Binding of biotinated-liposomes to streptavidin is influenced by liposome composition.

We describe an 'in vitro' assay which allows rapid quantification of the binding of biotinated-vesicles to streptavidin immobilised on microtitre plates by estimating levels of a liposome encapsulated fluorescent molecule, rhodamine 123. It is shown that optimal vesicle binding to streptavidin occurs when a six carbon biotin spacer arm derivative of distearoylphosphatidylethanolamine (biotin-X-DSPE) is incorporated in liposomes. This alleviates steric hindrance arising due to the inclusion of small amounts of large bulky amphiphiles such as monosialoganglioside (GM1, 5 mol%) in vesicles. In contrast the ability of liposomes containing poly(ethylene glycol) derivatives of DSPE (PEG2000-DSPE, 5 mol%) to bind streptavidin was only marginally better when biotin-X-DSPE was substituted for biotin-DSPE in vesicles. It is further shown that amounts of biotinated-vesicles bound to streptavidin were minimally influenced by the fluidity of the liposome preparation when assayed at 4 degrees C. However, at elevated temperatures (37 degrees C) lipid estimates as determined by vesicle entrapped rhodamine 123 were low due to leakage of this marker from vesicles.

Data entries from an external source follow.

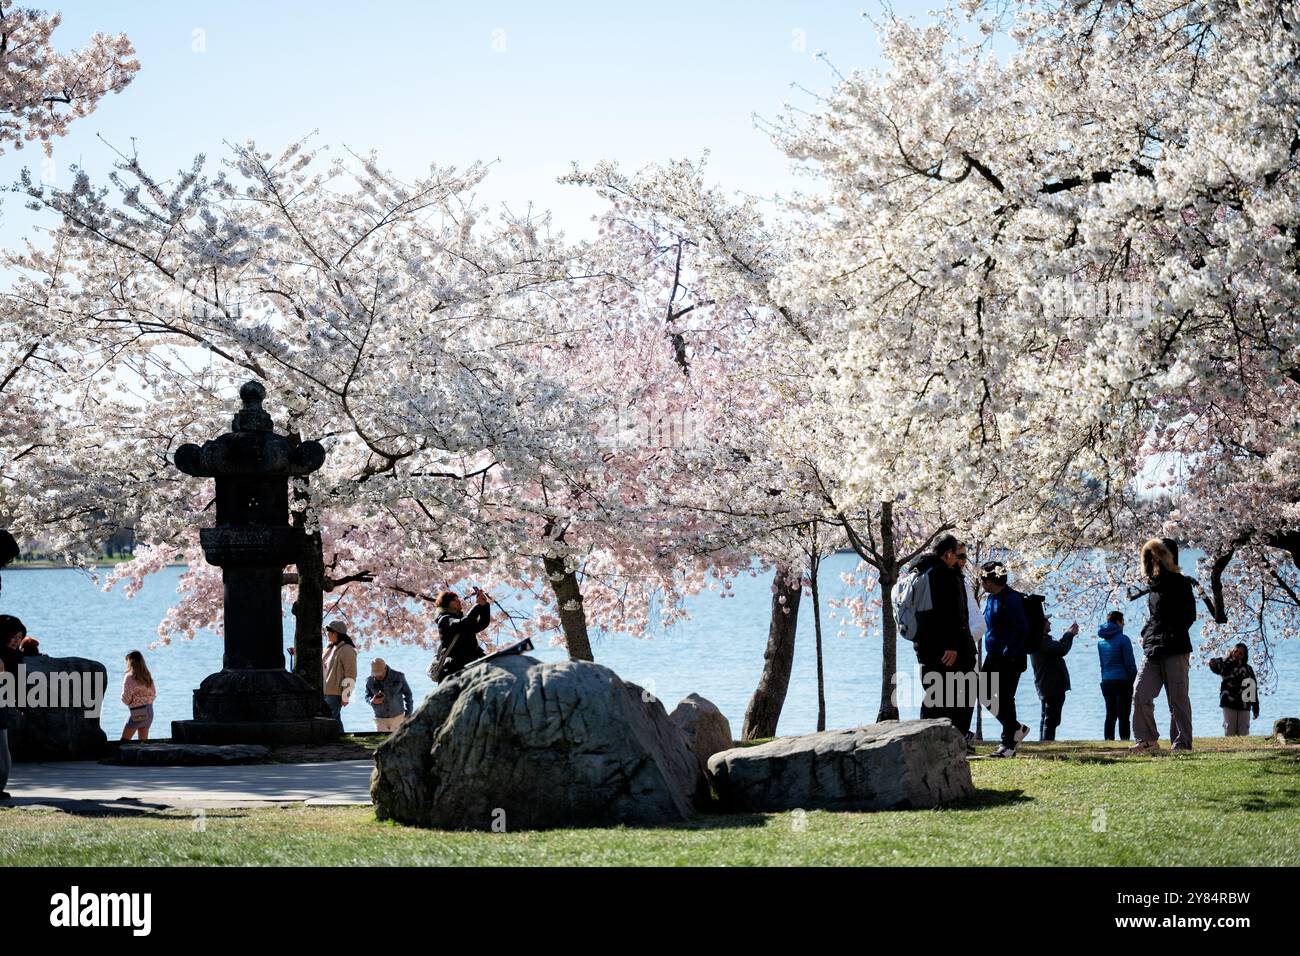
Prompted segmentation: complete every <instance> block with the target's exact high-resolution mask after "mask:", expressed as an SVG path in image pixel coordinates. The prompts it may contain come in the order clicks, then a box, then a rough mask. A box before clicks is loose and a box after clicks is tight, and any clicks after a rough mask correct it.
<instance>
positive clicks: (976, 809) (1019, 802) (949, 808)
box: [941, 790, 1034, 810]
mask: <svg viewBox="0 0 1300 956" xmlns="http://www.w3.org/2000/svg"><path fill="white" fill-rule="evenodd" d="M1032 803H1034V797H1031V796H1028V795H1027V793H1026V792H1024V791H1023V790H976V791H975V792H974V793H971V795H970V796H969V797H962V799H961V800H953V801H952V803H946V804H944V805H943V808H941V809H945V810H988V809H992V808H995V806H1015V805H1018V804H1032Z"/></svg>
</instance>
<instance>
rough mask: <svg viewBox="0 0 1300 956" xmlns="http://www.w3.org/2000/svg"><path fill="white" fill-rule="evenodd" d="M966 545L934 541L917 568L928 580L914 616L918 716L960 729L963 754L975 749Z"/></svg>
mask: <svg viewBox="0 0 1300 956" xmlns="http://www.w3.org/2000/svg"><path fill="white" fill-rule="evenodd" d="M965 554H966V546H965V545H962V542H961V541H958V540H957V538H956V537H954V536H953V535H944V536H943V537H941V538H939V541H936V542H935V545H933V548H932V549H931V554H928V555H926V558H923V559H922V562H923V563H922V562H918V566H920V567H922V570H924V572H926V575H927V576H928V579H930V600H931V607H930V610H926V611H920V613H919V614H918V615H917V641H915V649H917V662H918V663H919V665H920V684H922V689H923V692H924V697H923V698H922V704H920V717H922V719H927V718H941V717H946V718H948V719H949V721H952V723H953V726H954V727H956V728H957V730H958V731H961V734H962V736H963V737H965V740H966V749H967V752H974V745H972V737H974V735H972V734H971V718H972V717H974V715H975V704H976V701H978V700H979V685H978V674H976V672H975V641H974V639H972V637H971V630H970V619H969V613H970V611H969V607H970V605H969V602H967V598H966V587H965V583H963V578H962V572H961V561H962V558H963V557H965Z"/></svg>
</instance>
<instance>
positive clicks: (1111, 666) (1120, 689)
mask: <svg viewBox="0 0 1300 956" xmlns="http://www.w3.org/2000/svg"><path fill="white" fill-rule="evenodd" d="M1097 658H1099V661H1100V662H1101V698H1102V700H1104V701H1105V702H1106V717H1105V721H1104V723H1102V727H1101V732H1102V736H1105V739H1106V740H1114V739H1115V723H1118V724H1119V739H1121V740H1127V739H1128V713H1130V710H1131V709H1132V704H1134V678H1136V676H1138V665H1136V662H1134V643H1132V641H1131V640H1128V637H1127V636H1126V635H1125V615H1123V614H1122V613H1121V611H1110V614H1108V615H1106V623H1105V624H1102V626H1101V627H1099V628H1097Z"/></svg>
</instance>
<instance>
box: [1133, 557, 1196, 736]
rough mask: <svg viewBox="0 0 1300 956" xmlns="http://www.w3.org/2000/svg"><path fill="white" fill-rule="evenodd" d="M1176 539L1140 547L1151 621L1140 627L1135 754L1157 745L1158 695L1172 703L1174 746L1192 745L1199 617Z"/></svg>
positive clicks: (1172, 727) (1135, 695) (1134, 690)
mask: <svg viewBox="0 0 1300 956" xmlns="http://www.w3.org/2000/svg"><path fill="white" fill-rule="evenodd" d="M1175 548H1177V546H1175V545H1174V542H1173V541H1169V540H1166V538H1152V540H1151V541H1148V542H1147V544H1144V545H1143V548H1141V563H1143V572H1144V575H1145V578H1147V587H1148V593H1147V613H1148V615H1149V617H1148V619H1147V623H1145V626H1143V630H1141V648H1143V661H1141V665H1139V667H1138V679H1136V680H1135V682H1134V721H1132V723H1134V736H1135V737H1136V739H1138V743H1136V744H1134V747H1132V749H1134V750H1136V752H1143V750H1154V749H1158V747H1160V744H1158V740H1160V731H1158V730H1157V728H1156V697H1157V696H1158V695H1160V691H1161V688H1164V689H1165V695H1166V700H1167V701H1169V737H1170V741H1171V744H1173V748H1171V749H1174V750H1191V749H1192V700H1191V696H1190V693H1188V687H1187V676H1188V672H1190V671H1191V666H1192V637H1191V627H1192V623H1193V622H1195V620H1196V597H1195V594H1193V593H1192V583H1191V580H1188V578H1187V576H1186V575H1183V572H1182V571H1180V570H1179V567H1178V553H1177V550H1175Z"/></svg>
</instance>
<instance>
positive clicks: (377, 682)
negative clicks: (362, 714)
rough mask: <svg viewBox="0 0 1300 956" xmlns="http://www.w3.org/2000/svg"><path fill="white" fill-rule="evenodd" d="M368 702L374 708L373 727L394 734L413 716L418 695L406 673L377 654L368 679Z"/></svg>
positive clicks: (375, 729) (366, 683) (366, 681)
mask: <svg viewBox="0 0 1300 956" xmlns="http://www.w3.org/2000/svg"><path fill="white" fill-rule="evenodd" d="M365 702H367V704H369V705H370V706H372V708H373V709H374V730H378V731H385V732H390V734H391V732H393V731H395V730H396V728H398V727H400V726H402V722H403V721H404V719H407V718H408V717H411V711H412V709H413V706H415V697H413V696H412V695H411V685H409V684H408V683H407V680H406V675H404V674H403V672H402V671H395V670H393V669H391V667H389V665H387V663H386V662H385V661H383V658H381V657H377V658H374V661H372V662H370V676H368V678H367V679H365Z"/></svg>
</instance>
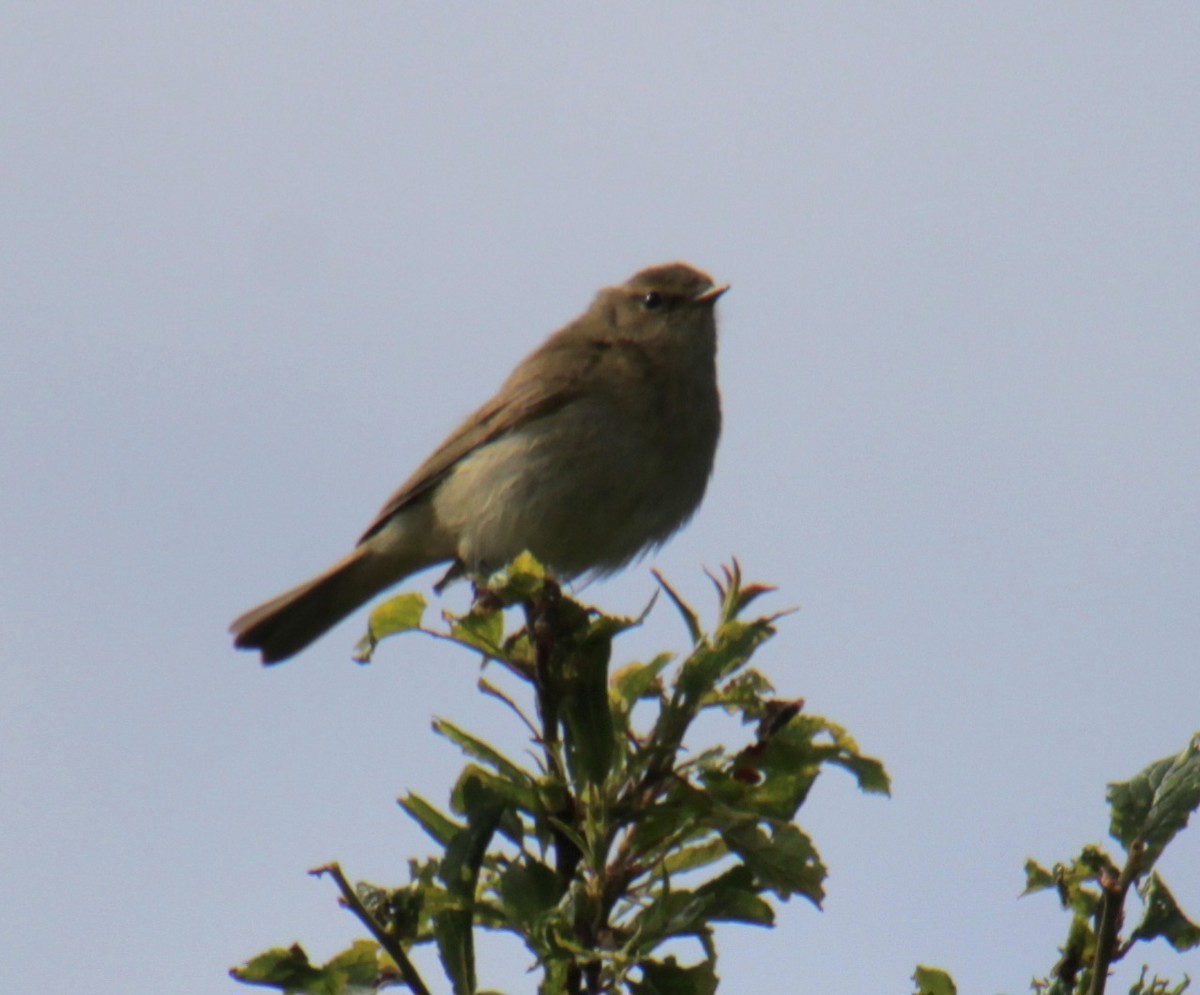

This was shown by comparing amounts of biotinated-liposomes bound to streptavidin coated plates using the lipid marker [3H]cholesteryl hexadecyl ether to estimates determined by vesicle entrapped rhodamine 123. The 'in vitro' assay protocol described here is a general method applicable in the optimisation of other targeting protocols. In conclusion our work suggests that liposomes containing GM1 and the spacer arm derivative biotin-X-DSPE bind optimally to immobilised streptavidin which should aid in the use of biotinated-liposomes in 'in vivo' targeted delivery applications.